September 18th, 2020 3-5PM ET
Friday on The Robert Scott Bell Show:
Vaccinate or Terminate – Mandatory Vaccination As Workplace Policy The discovery, testing and mass deployment of a COVID-19 vaccine are welcome developments in potentially ending the Coronavirus pandemic. A safe and widely available vaccine will also allow employees to return to the physical workplace. The benefits of an inoculated (and presumably safe and healthy) workforce are obvious. Employees immune from COVID-19 will experience fewer absences because they are healthy and so are the people that they care for (or that care for them). Offices and other facilities will avoid pandemic-related closures and disruptions associated with deep cleaning and other infection control measures. Inoculated individuals will be able to travel and participate in service, customer and other people-facing positions without fear of becoming ill or perpetuating an outbreak and making others ill. And while less obvious, incidents of mental health disorders and other very real but debilitating anxiety-related illnesses should wane in the face of actual progress in fighting the pandemic. If a fully or near fully inoculated workforce could materially reduce and even eliminate the direct threat the pandemic poses to the workplace, it seems natural to implement a mandatory vaccination program as soon as a COVID-19 vaccine is widely available – after health care workers, first responders and others at high risk are vaccinated – to ensure employee health and safety.

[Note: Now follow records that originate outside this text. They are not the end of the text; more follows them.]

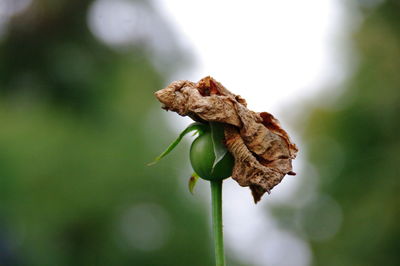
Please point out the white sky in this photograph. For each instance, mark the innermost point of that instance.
(273, 53)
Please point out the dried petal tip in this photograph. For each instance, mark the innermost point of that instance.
(262, 150)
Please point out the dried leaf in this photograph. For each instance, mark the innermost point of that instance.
(262, 150)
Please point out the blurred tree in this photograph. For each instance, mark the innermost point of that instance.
(76, 135)
(354, 148)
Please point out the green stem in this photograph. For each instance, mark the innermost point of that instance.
(216, 202)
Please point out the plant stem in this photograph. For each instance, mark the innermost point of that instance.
(216, 202)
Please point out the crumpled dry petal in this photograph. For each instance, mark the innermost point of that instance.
(262, 150)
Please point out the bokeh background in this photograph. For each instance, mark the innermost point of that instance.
(78, 123)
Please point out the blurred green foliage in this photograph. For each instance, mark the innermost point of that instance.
(76, 134)
(354, 148)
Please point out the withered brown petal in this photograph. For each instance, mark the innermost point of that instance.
(262, 150)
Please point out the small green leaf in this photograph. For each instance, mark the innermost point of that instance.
(199, 127)
(217, 135)
(192, 182)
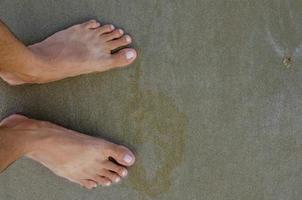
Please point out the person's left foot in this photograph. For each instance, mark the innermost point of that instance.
(80, 49)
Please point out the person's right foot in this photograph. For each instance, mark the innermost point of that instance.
(79, 158)
(81, 49)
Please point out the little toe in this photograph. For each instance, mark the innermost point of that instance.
(91, 24)
(113, 35)
(123, 41)
(105, 29)
(12, 120)
(122, 155)
(123, 57)
(89, 184)
(101, 180)
(120, 170)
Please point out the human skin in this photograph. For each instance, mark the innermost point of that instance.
(81, 49)
(80, 158)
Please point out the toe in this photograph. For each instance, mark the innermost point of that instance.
(123, 57)
(12, 120)
(89, 184)
(91, 24)
(113, 35)
(120, 170)
(102, 180)
(123, 41)
(105, 29)
(121, 155)
(113, 177)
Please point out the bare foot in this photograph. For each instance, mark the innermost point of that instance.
(79, 158)
(80, 49)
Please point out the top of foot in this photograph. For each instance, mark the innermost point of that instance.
(77, 157)
(80, 49)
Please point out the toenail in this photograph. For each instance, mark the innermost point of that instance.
(128, 38)
(124, 173)
(129, 55)
(128, 158)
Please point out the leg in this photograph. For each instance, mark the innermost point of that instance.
(80, 49)
(77, 157)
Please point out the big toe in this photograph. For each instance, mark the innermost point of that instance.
(122, 155)
(123, 57)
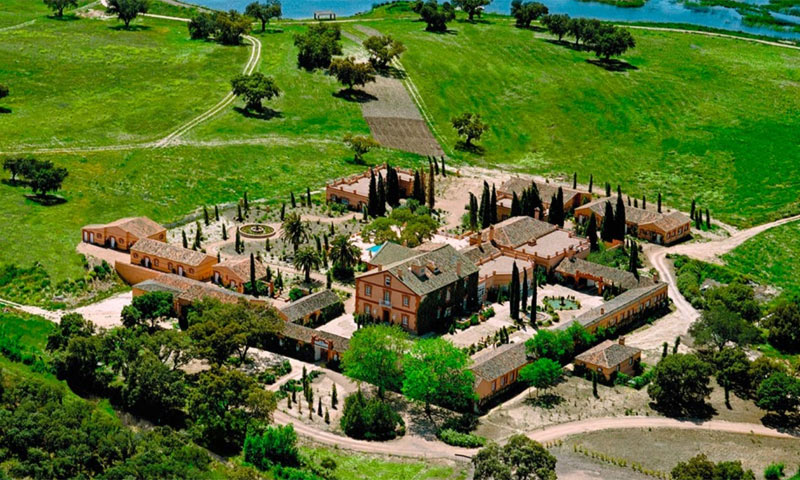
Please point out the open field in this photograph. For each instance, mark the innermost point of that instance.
(107, 85)
(164, 184)
(771, 257)
(662, 448)
(688, 119)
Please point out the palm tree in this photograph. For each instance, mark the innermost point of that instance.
(294, 230)
(343, 252)
(305, 259)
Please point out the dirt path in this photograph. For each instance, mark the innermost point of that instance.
(555, 432)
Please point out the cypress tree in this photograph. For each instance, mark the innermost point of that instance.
(513, 294)
(486, 218)
(473, 212)
(633, 265)
(381, 195)
(515, 208)
(591, 232)
(619, 219)
(608, 231)
(431, 190)
(493, 206)
(524, 302)
(253, 285)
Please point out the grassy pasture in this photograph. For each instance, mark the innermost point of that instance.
(697, 116)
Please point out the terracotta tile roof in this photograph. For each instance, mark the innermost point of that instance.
(611, 276)
(170, 252)
(499, 361)
(608, 354)
(391, 252)
(309, 304)
(306, 335)
(241, 267)
(139, 226)
(430, 271)
(613, 306)
(516, 231)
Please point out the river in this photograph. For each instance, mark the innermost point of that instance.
(661, 11)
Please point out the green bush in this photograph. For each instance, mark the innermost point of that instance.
(458, 439)
(775, 471)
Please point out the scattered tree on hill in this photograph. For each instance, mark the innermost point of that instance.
(294, 230)
(527, 12)
(264, 12)
(382, 49)
(318, 45)
(202, 26)
(783, 326)
(471, 7)
(254, 88)
(435, 372)
(127, 10)
(58, 6)
(360, 145)
(351, 73)
(520, 458)
(612, 41)
(542, 374)
(434, 15)
(558, 25)
(680, 384)
(230, 26)
(375, 355)
(470, 126)
(701, 468)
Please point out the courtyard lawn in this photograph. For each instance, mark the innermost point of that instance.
(771, 258)
(307, 105)
(696, 116)
(88, 82)
(164, 184)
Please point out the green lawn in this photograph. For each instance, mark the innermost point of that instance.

Special Guest- Diane Miller
Diane Miller is a Minnesota attorney who successfully helped to defend a Minnesota farmer from charges of “practice of medicine without a license”. After State v. Saunders, Miller proceeded to design health freedom legislation for the State of Minnesota and was the lead lobbyist and legislative consultant to the Minnesota Natural Health-Legal Reform Project responsible for passing the consumer driven legislation entitled the Minnesota Complementary and Alternative Health Care Freedom of Access Act. The new law exempts unlicensed health care practitioners from charges of “practice of medicine without a license”. In 2000 Miller co-founded the National Health Freedom Coalition, a national information resource for health freedom decision-making, to support individuals and states that are interested in health seekers access to complementary and alternative health care.Miller is currently Legal and Public Policy Director of the National Health Freedom Coalition (NHFC) and it’s sister organization, the National Health Freedom Action (NHFA). NHFC provides information and resources to health freedom decision-makers across the country. Her work involves state, national, and international health freedom issues, and Miller works to help monitor and promote an understanding of various forms of legislation, international trade guidelines, and Charters. Her role as Co-Moderator of the World Health Freedom Assembly, a 2006 project of NHFC, and her future role as Co-Moderator of the upcoming United States Health Freedom Assembly in October 2007 demonstrate her vision and determination to bring health freedom to the United States and global conversations and arena.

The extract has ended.